When the Dorrit family come good, however, and find themselves rich, powerful and on the other side of the Marshalsea wall there is no need for her to be all these things and so she finds herself unsuitable for everybody who used to need her attention and care so much. No longer is her mother-sister-carer persona required, she is simply needed to be a daughter and, sadly, she cannot fulfil this. She is Dickens ideal woman and so he sees fit to deliver her to a life companion who will require her skills as wife, mother, friend and carer, someone she can attend to and be appreciated by at last.

“In her devotion to her father and her motherlessness, the main character embodies one of Dickens earliest fantasies. In Amy Dorrit he combines his various favourite female archetypes, the daughter who loves her father beyond any possible means of betrayal, the “little” woman who’s moral sentiments are intuitive, and the sister to some chosen man to whom she will also become a wife. Mary and Georgina are his touchstones. In Amy Dorrit, he provides the fictional model for the ‘one friend and companion I have never made’.” (Kaplan 1988:343)

Within this family group we cannot forget Maggie either who calls Amy ‘Little Mother’, looking to her for the love and affection of an elder sister but in her simplicity also recognising the unrewarded part she plays in the lives of her family.

The other major family group in this novel is the Clennam’s. They are a family in the biological sense only. Arthur and his mother have nothing in common, they have nothing but suspicion and resentment towards each other. They are a family containing no love or affection of any sort. Even the relationship described between Arthur’s parents was not a loving one, but a marriage of convenience, constructed to disguise the disgrace of Arthur’s real mother. Mrs Clennam’s feeling of coldness towards Arthur is no secret and the devastating effect this has on their family dynamic is obvious. Included in this family group is Jeramiah Flintwinch, Mrs Clennam’s lifetime servant and partner in the secrets she holds about her family. Not only does he have a pivotal role in the story but his character is also used to reinforce the emotionless and damaging relationship between Mrs Clennam and her son. She has more respect and affection for this conniving and cruel man than she has ever had for her husband or for Arthur.

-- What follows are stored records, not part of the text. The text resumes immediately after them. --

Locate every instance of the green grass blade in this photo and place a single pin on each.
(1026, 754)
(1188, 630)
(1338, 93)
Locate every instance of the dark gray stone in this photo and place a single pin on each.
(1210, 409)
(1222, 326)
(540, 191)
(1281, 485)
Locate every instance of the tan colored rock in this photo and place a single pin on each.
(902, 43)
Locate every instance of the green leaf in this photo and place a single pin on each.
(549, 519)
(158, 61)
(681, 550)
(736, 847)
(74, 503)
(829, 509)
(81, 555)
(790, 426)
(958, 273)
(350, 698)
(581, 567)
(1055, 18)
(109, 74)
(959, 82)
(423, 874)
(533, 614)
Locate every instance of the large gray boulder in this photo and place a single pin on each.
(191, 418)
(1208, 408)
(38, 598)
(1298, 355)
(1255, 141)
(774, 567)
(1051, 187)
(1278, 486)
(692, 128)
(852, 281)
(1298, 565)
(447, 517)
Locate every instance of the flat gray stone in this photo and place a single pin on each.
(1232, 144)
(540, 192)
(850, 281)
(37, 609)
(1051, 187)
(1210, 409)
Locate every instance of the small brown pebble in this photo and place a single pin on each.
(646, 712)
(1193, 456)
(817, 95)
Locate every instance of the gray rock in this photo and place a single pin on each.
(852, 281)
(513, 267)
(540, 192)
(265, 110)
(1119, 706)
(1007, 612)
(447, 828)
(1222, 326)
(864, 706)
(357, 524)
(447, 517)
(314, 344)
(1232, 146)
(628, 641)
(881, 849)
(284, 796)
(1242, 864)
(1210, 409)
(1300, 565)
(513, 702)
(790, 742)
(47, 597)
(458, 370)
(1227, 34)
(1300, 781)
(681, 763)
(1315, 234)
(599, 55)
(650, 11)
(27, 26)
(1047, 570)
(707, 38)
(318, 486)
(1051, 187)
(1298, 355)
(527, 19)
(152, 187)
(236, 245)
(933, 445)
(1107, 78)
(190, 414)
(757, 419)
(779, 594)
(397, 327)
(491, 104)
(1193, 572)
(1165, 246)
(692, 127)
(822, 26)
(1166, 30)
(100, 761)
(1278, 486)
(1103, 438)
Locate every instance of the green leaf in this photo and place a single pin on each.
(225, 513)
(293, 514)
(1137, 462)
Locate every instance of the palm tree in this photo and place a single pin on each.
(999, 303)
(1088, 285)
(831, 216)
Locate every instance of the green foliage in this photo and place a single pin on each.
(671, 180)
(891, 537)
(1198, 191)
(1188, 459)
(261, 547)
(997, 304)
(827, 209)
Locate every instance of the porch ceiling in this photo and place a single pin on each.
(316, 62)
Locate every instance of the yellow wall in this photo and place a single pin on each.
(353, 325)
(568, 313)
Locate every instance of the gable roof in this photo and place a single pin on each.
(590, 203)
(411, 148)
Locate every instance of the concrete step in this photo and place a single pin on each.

The main themes in both these novels take place in front of a backdrop of families of all sorts interweaving with each other and with our main characters, breaking off and forming new families, or just proving one point or another about families in general. An example of this in Bleak House is the Jellabys. They are a large sprawling family comprising a self-interested mother, who loves her charity work and nothing else, her long-suffering husband who is a shadow of a man and her large brood of children headed by the neglected Caddy. Esther takes Caddy under her wing and she is able to make her own family with Prince Turveydrop and his overbearing but kind father who makes Caddy feel more like a daughter than she ever has before. Caddy is also able to help her own father here too by giving him a place to visit for some peace. I think Dickens gives us happy endings for these two characters, Caddy and her father, as he intended us to see the problems the Jellaby’s experience but not to dislike them particularly and so, instead of tragedy or disgrace befalling them they are given a more open, accepting conclusion.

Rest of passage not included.